On top of that, Nicole has an autoimmune blood-clotting disease that is called Antiphospholipid syndrome (APS) which, among many of the issues attached to the disease, a pregnancy falls into the high-risk category. The basic idea is that because the capillaries are so small between the placenta and the mother that having this blood clotting disease quite drastically raises the chances for miscarriages and stillbirths. Nicole will have to go on shots to help prevent these types of clots. APS also makes it more difficult to get pregnant at least for some.

We are planning on trying to have children about one year from now, but because things aren't going to be so easy and we have to worry so much more about the health and wellbeing of both Nicole and our baby we have already started the process of seeing specialists.
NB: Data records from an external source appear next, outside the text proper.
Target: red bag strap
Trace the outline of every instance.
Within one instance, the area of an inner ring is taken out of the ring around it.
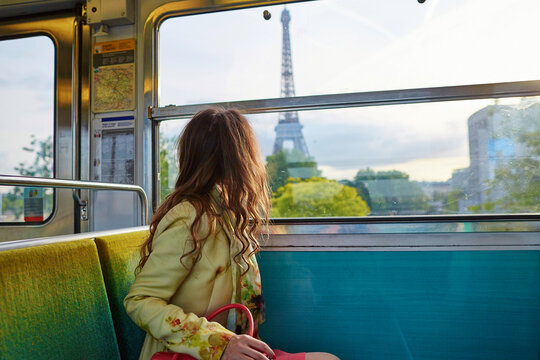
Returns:
[[[230,309],[242,310],[244,312],[244,314],[246,314],[246,317],[248,319],[248,335],[253,336],[253,316],[251,315],[251,311],[249,311],[249,309],[245,305],[242,305],[242,304],[224,305],[224,306],[216,309],[214,312],[212,312],[206,318],[208,320],[212,320],[215,316],[221,314],[224,311],[230,310]]]

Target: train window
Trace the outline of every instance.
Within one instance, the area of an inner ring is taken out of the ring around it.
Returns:
[[[159,29],[159,104],[188,114],[266,99],[239,106],[264,112],[248,118],[271,177],[273,217],[539,213],[538,84],[520,81],[540,79],[530,46],[540,3],[385,4],[305,2],[168,19]],[[469,86],[477,83],[487,85]],[[460,100],[441,101],[433,95],[441,86],[459,95],[444,100]],[[503,98],[490,90],[505,86]],[[380,105],[380,90],[396,90],[386,92],[393,100],[425,97]],[[367,94],[362,107],[310,97],[352,92]],[[313,110],[275,112],[281,105]],[[162,197],[174,185],[174,140],[185,124],[175,111],[154,117],[168,120],[160,127]]]
[[[540,98],[290,115],[300,139],[275,136],[283,113],[248,115],[274,217],[540,212]],[[163,195],[174,186],[175,137],[185,123],[161,126]]]
[[[280,97],[283,8],[164,21],[160,106]],[[286,8],[296,96],[540,79],[536,0]]]
[[[55,47],[46,36],[0,41],[0,174],[54,175]],[[42,222],[53,190],[0,186],[0,222]]]

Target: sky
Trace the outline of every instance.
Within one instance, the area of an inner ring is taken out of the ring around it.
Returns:
[[[287,8],[296,95],[540,79],[537,0],[320,0]],[[279,97],[282,9],[165,21],[160,105]],[[33,158],[22,150],[30,135],[53,134],[54,45],[44,36],[0,41],[0,66],[0,173],[16,174]],[[351,179],[370,167],[444,181],[468,166],[467,118],[492,103],[303,111],[299,119],[324,176]],[[269,155],[278,115],[249,119]],[[162,128],[176,136],[182,126]]]
[[[0,174],[18,175],[15,166],[33,162],[22,150],[32,134],[53,135],[54,52],[46,36],[0,41]]]
[[[540,79],[537,0],[321,0],[287,8],[296,95]],[[160,105],[279,97],[282,9],[165,21]],[[351,179],[370,167],[445,181],[469,165],[468,117],[493,103],[303,111],[299,119],[326,177]],[[269,155],[277,114],[248,118]],[[174,136],[183,123],[168,122],[163,130]]]

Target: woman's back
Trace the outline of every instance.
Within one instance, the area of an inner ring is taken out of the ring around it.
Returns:
[[[156,228],[152,256],[137,274],[124,300],[130,317],[148,332],[141,359],[150,359],[154,353],[166,351],[166,342],[176,342],[182,352],[198,355],[212,347],[210,341],[219,345],[218,340],[223,343],[232,335],[224,328],[203,321],[204,316],[229,304],[233,292],[230,246],[221,225],[217,224],[218,231],[208,234],[212,226],[207,216],[203,216],[199,233],[206,239],[199,259],[193,255],[184,258],[183,264],[179,261],[193,248],[190,226],[195,217],[196,210],[187,201],[167,212]],[[226,326],[226,314],[214,321]],[[223,336],[205,338],[198,335],[201,328],[209,325],[214,332],[221,330]],[[186,337],[193,346],[182,344]]]
[[[203,110],[186,125],[178,159],[175,188],[152,218],[139,273],[124,300],[148,333],[140,358],[158,351],[203,360],[273,357],[264,342],[235,334],[248,327],[244,314],[232,310],[219,322],[204,318],[239,303],[250,309],[255,333],[264,321],[255,254],[270,200],[255,135],[236,110]]]

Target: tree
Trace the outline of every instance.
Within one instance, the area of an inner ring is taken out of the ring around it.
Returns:
[[[2,196],[2,214],[11,213],[14,220],[18,220],[23,214],[24,202],[23,191],[20,187],[13,188],[7,194]]]
[[[370,209],[373,207],[373,204],[371,202],[371,196],[369,195],[369,190],[363,182],[354,182],[351,180],[340,180],[339,183],[355,188],[358,195],[360,195],[360,197],[364,199],[368,207]]]
[[[178,166],[175,161],[176,146],[172,137],[161,133],[159,138],[160,200],[163,202],[174,189]]]
[[[289,168],[287,167],[287,158],[283,151],[266,157],[266,172],[272,193],[275,193],[277,189],[287,183]]]
[[[540,130],[520,134],[518,142],[529,156],[518,157],[495,170],[490,185],[504,193],[495,205],[512,212],[540,212]]]
[[[365,216],[366,202],[356,190],[322,177],[289,178],[272,199],[272,217]]]
[[[353,181],[347,180],[345,184],[369,199],[371,215],[422,214],[429,210],[422,187],[398,170],[361,169]]]
[[[23,151],[35,154],[34,162],[27,165],[20,162],[15,170],[22,176],[39,176],[45,178],[53,177],[53,144],[52,136],[45,140],[39,140],[35,135],[30,135],[30,146],[23,147]]]
[[[459,201],[465,199],[463,189],[453,189],[448,193],[444,209],[446,213],[457,214],[459,212]]]
[[[53,143],[52,136],[44,140],[30,135],[30,144],[22,148],[23,151],[34,154],[32,163],[20,162],[14,168],[22,176],[53,177]],[[50,214],[53,206],[52,189],[46,189],[44,194],[43,212]],[[2,196],[2,213],[11,213],[17,221],[24,212],[24,190],[14,187],[13,190]]]
[[[321,175],[313,157],[306,158],[298,149],[282,149],[267,156],[266,172],[273,193],[284,186],[289,177],[307,179]]]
This past Wednesday we met with a doctor who specializes in high-risk pregnancies. It was just a consult to help get us ready for all the steps ahead. We found out that 75% of women who that APS either see no changes in their symptoms or their symptoms are better when they are pregnant. There is no way of telling who will fall into that 75% though. The time during the pregnancy as well as the two weeks after raises the chances of Nicole having blood clots anywhere in her body including her brain, which are stokes. She has had these before, but lucky has no long-term effects.

It kinda took my breath away to hear the doctor say that there was a substantial risk of stillbirths 2nd tri-semester all the way through birth. He literately said the word stillbirth a good eight time during a short part of the session. The good news, besides the percentage mentioned above, is that Nicole already knows she has this disease (many women find out after several miscarriages) which means that doctors have a plan. There will be 80mg of aspirin for the first tri-semester and then we'll add daily shots off anti-clogging meds.

Nicole recently had an appointment with her OBGYN and found out that because she as APS she can kiss any epidural goodbye as well as going into birth naturally. She will have to be induced because she'll have to be off the shots for at least two days before going into labor so she doesn't bleed to death. The doctors will have to walk the fine line between bleeding too much and losing Nicole and clotting too much and losing the baby.

Maybe this all seems a little dramatic, but I think the first appointment always makes things feel a little more real. My real is just currently a little more medical than some others.

In a week or so, we have an appointment with the infertility center. Good times.